The blaze at the Hillside Endarasha Academy in Nyeri county broke out around midnight, engulfing rooms where more than 150 boys were sleeping.
President William Ruto declared three days of national mourning starting from Monday after what he described as an "unfathomable tragedy".
He said 17 children aged between nine and 13 had lost their lives, vowing to find out how the disaster had happened and hold those responsible accountable.
Deputy President Rigathi Gachagua told reporters at the scene of the disaster that 70 youngsters were still unaccounted for, while 27 were in hospital.
He described the scene as "gory" and said painstaking investigative work using DNA would be required to help identify the victims, also urging relatives and members of the community to help in tracing the missing.
"The bodies recovered at the scene were burnt beyond recognition," national police spokesperson Resila Onyango told AFP.
Tensions were running high among families gathered at the school as they anxiously awaited news.
Many broke down into anguished wailing and tears after officials took them to see the charred bodies in the destroyed dorm.
"Please look for my kid. He can't be dead. I want my child," one woman cried in distress as she left the school.
- 'Panic mode' -
The cause of the inferno was not yet known but Kenya's National Gender and Equality Commission said initial reports indicated the dorm was "overcrowded, in violation of safety standards", and called for an immediate inquiry.
"We parents are in panic mode," said Timothy Kinuthia, who has been hunting for news of his 13-year-old boy.
"We have been here since 5:00 am and we have been told nothing."
AFP footage showed the blackened shell of the dormitory, with its corrugated iron roof completely collapsed.
The destroyed building was sealed off by yellow police tape, with officers stationed at all access points.
The school, which reportedly catered to some 800 children, is located in a semi-rural area around 170 kilometres (100 miles) north of the capital Nairobi.
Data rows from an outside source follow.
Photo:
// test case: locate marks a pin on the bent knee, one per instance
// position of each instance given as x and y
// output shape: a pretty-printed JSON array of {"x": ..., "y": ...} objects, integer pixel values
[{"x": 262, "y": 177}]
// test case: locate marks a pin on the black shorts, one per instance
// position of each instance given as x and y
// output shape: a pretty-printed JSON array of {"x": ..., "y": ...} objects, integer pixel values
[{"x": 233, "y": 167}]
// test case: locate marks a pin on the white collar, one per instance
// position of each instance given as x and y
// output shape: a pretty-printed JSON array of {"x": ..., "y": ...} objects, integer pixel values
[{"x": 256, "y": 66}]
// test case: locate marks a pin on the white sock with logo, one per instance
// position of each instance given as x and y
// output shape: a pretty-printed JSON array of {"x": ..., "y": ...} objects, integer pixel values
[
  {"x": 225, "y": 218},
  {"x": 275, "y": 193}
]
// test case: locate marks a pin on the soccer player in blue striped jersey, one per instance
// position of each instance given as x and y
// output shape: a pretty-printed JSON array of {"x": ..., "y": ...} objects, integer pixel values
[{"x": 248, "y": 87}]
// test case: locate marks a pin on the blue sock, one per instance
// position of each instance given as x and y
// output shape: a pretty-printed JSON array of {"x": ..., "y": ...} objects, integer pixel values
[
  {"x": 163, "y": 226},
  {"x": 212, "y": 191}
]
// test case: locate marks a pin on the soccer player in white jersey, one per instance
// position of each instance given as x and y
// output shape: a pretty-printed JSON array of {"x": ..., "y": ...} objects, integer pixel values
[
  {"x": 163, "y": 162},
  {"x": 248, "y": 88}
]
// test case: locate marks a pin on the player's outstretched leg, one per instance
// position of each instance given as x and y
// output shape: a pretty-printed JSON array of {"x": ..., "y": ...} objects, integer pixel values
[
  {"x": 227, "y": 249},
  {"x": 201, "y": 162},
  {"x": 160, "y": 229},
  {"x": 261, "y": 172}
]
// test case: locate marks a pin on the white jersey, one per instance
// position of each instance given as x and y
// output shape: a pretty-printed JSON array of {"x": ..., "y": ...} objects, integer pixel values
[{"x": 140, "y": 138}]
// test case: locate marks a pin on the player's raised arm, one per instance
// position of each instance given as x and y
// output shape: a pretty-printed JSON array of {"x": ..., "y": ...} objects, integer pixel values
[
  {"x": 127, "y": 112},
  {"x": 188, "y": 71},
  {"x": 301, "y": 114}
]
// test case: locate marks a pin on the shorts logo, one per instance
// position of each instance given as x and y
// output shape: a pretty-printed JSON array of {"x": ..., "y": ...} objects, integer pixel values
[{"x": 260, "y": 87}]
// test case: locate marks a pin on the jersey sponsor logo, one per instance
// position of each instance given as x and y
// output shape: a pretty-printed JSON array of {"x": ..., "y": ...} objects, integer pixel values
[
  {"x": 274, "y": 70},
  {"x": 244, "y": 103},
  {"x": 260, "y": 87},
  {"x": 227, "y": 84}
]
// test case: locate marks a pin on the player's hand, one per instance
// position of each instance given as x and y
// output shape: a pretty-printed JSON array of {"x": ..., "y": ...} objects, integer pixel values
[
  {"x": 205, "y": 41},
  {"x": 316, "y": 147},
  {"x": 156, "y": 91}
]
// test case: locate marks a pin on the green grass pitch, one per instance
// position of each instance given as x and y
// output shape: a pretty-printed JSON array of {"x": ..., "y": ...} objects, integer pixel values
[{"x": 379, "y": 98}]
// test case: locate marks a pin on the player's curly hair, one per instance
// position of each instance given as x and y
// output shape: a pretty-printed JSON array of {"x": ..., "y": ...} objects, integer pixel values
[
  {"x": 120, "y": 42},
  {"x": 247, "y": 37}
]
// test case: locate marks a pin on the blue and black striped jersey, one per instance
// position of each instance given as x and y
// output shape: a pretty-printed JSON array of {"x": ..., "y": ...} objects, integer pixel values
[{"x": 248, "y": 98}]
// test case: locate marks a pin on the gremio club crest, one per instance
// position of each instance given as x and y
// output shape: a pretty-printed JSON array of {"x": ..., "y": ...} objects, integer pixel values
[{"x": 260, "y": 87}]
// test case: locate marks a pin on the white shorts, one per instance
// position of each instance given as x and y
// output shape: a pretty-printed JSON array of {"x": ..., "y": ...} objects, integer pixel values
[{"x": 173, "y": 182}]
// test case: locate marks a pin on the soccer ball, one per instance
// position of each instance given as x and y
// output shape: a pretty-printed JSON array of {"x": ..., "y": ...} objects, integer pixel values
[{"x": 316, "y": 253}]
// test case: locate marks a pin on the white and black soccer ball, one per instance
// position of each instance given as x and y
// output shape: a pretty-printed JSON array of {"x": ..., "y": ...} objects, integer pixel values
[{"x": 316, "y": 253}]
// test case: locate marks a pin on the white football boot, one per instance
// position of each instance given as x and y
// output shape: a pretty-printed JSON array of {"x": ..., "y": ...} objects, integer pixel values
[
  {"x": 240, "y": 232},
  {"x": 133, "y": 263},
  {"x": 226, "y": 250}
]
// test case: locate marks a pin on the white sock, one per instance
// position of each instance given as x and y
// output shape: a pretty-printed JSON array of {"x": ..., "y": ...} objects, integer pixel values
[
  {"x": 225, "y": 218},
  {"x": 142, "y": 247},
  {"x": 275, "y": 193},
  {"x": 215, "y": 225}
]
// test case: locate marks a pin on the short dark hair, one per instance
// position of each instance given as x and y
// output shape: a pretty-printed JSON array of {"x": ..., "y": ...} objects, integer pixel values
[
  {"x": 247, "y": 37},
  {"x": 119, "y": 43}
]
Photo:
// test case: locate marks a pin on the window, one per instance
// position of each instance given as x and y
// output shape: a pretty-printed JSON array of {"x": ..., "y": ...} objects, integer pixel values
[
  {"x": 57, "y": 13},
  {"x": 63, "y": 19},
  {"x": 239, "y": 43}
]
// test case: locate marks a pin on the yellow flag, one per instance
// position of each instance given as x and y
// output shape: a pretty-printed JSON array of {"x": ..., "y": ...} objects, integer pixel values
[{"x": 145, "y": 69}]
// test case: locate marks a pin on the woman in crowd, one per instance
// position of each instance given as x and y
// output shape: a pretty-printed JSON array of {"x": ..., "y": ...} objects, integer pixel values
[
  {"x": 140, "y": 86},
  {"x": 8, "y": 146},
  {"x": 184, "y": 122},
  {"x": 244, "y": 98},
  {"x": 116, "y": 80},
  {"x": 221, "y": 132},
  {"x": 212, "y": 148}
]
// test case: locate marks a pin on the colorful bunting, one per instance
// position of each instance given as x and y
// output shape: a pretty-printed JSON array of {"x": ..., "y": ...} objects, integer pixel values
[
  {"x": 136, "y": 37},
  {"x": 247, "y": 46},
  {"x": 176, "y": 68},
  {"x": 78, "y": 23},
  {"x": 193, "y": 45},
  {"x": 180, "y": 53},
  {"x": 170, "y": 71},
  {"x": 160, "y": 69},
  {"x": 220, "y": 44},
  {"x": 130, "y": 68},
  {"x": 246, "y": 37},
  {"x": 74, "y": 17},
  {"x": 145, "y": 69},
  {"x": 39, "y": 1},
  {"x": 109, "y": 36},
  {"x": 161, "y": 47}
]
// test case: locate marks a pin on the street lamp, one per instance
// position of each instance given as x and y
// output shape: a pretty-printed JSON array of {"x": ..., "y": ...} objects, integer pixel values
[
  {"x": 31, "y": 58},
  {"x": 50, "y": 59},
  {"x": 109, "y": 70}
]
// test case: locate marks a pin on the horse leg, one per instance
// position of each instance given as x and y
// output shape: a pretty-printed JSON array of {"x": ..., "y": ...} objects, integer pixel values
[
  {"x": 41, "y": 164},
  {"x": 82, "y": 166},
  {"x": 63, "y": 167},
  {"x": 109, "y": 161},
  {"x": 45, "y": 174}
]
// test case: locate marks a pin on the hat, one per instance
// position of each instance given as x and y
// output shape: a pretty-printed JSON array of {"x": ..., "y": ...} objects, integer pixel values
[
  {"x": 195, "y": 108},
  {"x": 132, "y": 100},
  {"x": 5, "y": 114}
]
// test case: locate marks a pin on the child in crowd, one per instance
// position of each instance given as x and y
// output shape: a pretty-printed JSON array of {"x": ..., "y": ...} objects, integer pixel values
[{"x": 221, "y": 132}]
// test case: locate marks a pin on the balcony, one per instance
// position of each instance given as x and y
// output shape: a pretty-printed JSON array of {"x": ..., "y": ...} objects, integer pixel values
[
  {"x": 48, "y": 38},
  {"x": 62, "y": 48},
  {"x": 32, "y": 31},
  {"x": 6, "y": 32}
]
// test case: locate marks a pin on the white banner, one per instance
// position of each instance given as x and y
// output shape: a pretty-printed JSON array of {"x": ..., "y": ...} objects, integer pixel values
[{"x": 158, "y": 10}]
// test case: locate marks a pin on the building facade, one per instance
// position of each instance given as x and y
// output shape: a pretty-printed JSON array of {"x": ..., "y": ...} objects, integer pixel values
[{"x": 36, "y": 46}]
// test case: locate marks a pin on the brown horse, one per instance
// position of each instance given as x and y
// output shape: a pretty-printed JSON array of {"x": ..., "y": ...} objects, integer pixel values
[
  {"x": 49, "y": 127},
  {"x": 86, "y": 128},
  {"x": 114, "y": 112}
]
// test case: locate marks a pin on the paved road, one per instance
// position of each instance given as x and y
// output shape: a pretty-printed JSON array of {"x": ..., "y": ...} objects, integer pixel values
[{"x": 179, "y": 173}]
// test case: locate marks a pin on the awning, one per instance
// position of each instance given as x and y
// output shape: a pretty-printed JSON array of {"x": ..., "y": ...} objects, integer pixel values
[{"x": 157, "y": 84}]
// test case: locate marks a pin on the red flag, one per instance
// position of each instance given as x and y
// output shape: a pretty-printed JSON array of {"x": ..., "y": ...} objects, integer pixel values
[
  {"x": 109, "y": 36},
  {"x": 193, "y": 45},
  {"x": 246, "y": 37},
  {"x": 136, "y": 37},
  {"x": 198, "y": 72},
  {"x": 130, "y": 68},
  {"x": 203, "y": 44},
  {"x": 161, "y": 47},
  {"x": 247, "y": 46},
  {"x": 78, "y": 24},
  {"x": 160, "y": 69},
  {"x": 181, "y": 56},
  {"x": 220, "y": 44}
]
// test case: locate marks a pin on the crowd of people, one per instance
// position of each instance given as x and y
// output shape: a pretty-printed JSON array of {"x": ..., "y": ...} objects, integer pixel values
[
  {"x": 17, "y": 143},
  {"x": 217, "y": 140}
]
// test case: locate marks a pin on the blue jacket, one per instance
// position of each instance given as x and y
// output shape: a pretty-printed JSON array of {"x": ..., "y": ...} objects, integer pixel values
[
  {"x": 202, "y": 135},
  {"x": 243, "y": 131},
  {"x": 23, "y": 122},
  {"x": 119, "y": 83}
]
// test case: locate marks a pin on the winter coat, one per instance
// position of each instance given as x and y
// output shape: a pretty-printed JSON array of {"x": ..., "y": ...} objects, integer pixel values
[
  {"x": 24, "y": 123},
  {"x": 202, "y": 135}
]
An AFP journalist saw survivors wrapped in blue blankets against the cold, being loaded into school buses.
Alice Wanjiku said she had come from Nairobi to search for her orphaned nephew.
"We have not heard anything since morning. I will camp here until I find our baby. He is the joy of our family and I hope to find him."
- 'Traumatised' children -
Speaking at the scene, Interior Minister Kithure Kindiki said some of the pupils had ended up in neighbouring homes.
"There are some children who are alive and well, but they are of course traumatised and they are in the hands of those who gave them refuge last night," said Kindiki.
The Kenyan Red Cross said it was on the ground assisting a multi-agency response team and providing psychosocial support.
There have been numerous school fires in Kenya and across East Africa.
In 2016, nine students were killed by a fire at a girls' high school in the sprawling slum neighbourhood of Kibera in Nairobi.
In 2001, 67 pupils were killed in an arson attack on their dormitory at a secondary school Kenya's southern Machakos district.
Two pupils were charged with murder, and the headmaster and deputy of the school were convicted of negligence.
In 2022, a blaze ravaged a school for the blind in eastern Uganda. Eleven pupils died after they were trapped inside their shared bedroom because the building had been burglar-proofed, government ministers said at the time.